Builders with sizeable SEZ portfolios similar to DLF and Tata Realty are in search of extra readability for the reason that emptiness price in SEZs is increased than that in a typical workplace park.
“It is truly a step in the correct path and we’re ready for readability from the federal government and introduction in Parliament in a short time. It was supposed to return out within the final session of Parliament however for some causes it didn’t. However we’re hopeful that within the upcoming winter session it ought to get launched,” mentioned Rajaram Pai, chief enterprise officer – Industrial, Mahindra Lifespace Developers. The federal government made the announcement in February throughout the finances session.
Based on business estimates, about 20,000 hectares of SEZ land and 100 million sq. toes of built-up space are at present vacant.

“The NCR (National Capital Region) market is witnessing the least quantity of provide infusion (about 5.8 million sq ft) in 2022 in comparison with different tier-1 cities throughout the nation.
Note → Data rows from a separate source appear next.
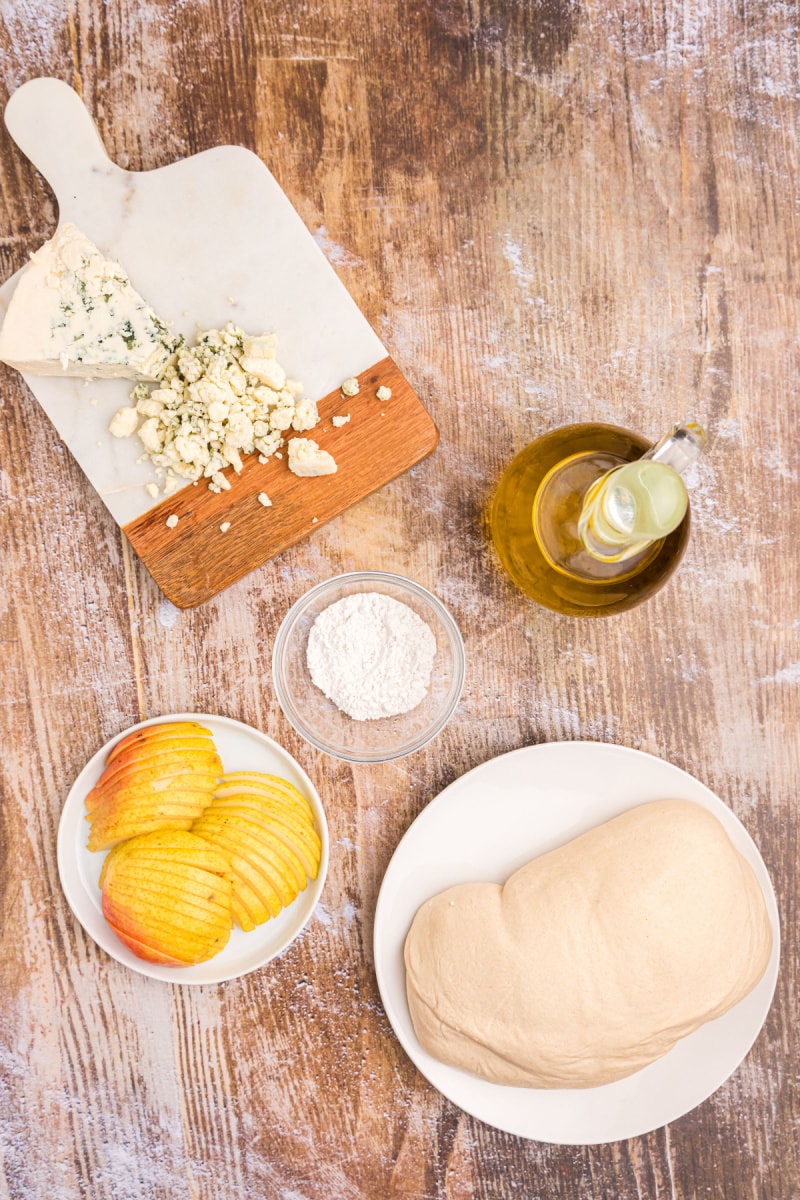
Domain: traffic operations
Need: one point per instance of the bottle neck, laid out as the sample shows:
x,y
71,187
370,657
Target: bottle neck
x,y
639,503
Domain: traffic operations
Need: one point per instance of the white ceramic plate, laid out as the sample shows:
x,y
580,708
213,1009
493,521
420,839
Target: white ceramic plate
x,y
487,825
241,748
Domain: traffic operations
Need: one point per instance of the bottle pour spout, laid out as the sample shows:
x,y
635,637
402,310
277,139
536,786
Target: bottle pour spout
x,y
639,503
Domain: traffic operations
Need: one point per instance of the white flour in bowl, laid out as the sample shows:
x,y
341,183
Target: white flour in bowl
x,y
371,655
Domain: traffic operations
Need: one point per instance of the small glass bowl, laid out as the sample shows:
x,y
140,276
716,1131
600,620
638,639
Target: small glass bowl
x,y
328,727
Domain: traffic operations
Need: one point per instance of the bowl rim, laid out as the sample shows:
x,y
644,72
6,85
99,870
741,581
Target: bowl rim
x,y
402,583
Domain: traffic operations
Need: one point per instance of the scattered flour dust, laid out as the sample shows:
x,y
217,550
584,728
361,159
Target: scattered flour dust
x,y
372,655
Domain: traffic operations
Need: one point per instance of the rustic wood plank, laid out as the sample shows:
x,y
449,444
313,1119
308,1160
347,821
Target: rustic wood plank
x,y
549,213
218,538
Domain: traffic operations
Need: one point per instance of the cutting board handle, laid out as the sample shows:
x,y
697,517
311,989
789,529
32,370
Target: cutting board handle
x,y
49,124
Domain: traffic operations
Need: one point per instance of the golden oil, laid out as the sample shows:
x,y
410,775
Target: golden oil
x,y
535,525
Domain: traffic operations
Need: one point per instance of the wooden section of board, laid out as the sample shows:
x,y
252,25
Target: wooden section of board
x,y
221,537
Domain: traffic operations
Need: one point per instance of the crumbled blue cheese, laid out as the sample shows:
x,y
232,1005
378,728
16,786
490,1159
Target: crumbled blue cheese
x,y
124,423
224,397
307,459
74,312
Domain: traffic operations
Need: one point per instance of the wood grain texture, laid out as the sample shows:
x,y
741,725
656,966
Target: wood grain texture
x,y
549,211
198,558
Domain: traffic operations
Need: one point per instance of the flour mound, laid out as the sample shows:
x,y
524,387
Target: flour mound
x,y
372,655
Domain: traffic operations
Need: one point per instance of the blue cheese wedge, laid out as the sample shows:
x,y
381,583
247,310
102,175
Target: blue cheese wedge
x,y
74,312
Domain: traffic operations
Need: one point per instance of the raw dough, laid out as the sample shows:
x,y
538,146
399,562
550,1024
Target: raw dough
x,y
594,959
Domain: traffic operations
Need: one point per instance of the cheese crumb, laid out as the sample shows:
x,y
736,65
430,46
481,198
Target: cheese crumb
x,y
223,397
124,423
306,459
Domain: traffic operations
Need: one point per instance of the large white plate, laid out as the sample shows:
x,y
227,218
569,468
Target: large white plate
x,y
483,827
241,748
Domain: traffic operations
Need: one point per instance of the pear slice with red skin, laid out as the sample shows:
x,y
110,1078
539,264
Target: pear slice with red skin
x,y
150,735
150,897
132,793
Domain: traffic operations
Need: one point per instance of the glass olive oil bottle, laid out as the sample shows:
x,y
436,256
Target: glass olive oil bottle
x,y
590,520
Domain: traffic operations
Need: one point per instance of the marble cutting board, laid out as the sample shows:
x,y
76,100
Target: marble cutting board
x,y
206,240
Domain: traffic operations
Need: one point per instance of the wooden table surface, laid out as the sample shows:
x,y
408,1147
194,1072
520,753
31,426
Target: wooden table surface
x,y
549,211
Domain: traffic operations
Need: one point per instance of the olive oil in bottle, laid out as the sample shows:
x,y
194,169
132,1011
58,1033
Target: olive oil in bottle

With the SEZ denotification course of efficiently going by way of, related provide to the extent of greater than 3 million sq ft might be launched within the NCR market and might be a giant push for the occupiers, which is able to additional hold rental development beneath examine,” mentioned Shwetta Sawhney, an actual property skilled.
Based on an evaluation by CBRE, the earlier caveat of sustaining contiguous land space necessities has been distributed with within the new invoice.
“Nevertheless, there nonetheless stays the problem of an costly and lengthy denotification course of extending over 5 to 6 months. Moreover, denotification by the developer additionally entails returning all advantages availed by advantage of tax exemptions and subsidies for improvement of the asset to the federal government,” mentioned CBRE.